Tuesday, January 13, 2009

Roku: Commercial Free Entertainment Parntered with Netflix

This might be a tiny bit off topic, but I have to post about it anyway: The Roku is...words fail me...legendary. This tiny bit of machinery delivers, at the one-time cost of $100, Netflix's on-demand videos and television shows to your television. Most of you know about Netflix. It's the service that will send you movies/tvshows, etc in the mail. You enter them into your cue and you pay a monthly fee to have two at a time out, or three at a time, etc. My husband and I have been big fans for a long time because you don't have to leave the house and you don't have to stand in front of a gigantic wall of videos and choose one. I can't tell you how stressful it was for me to go to Blockbuster. Cruising around the thousands of videos gave me vertigo...too many choices. Now, a video from our cue comes, we watch it, it goes back with no late fees ever. But this isn't about Netflix.

Recently Netflix started offering online streaming content FREE that you watch instantly, using your computer. We tried a couple of times to watch things in our office, but our office chairs are just not comfortable enough for that, so we stopped using the service. Then, we learned about the Roku. This little device uses the wireless network in your house to connect to the internet and plugs directly into your television. It's kind of like a TiVo, but you don't pay a monthly fee, and you only see things that you have entered into your "instant viewing cue" on Netflix's web site.

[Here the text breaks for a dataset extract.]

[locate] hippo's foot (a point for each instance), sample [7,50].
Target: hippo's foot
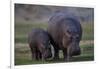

Warning: It can be a vortex. We watched four solid hours of the first season of 30Rock...commercial free, and already paid for by our Netflix membership. We're in love. Why do I write about it here? Imagine how many fewer commercials your child/student would see if they only watched items that you approved, in your cue, for your family to watch?! They have plenty of kids' content and the parent is in control of what is viewed. The only thing questionable about it is how the heck you pronounce it: rock-you? row-coo?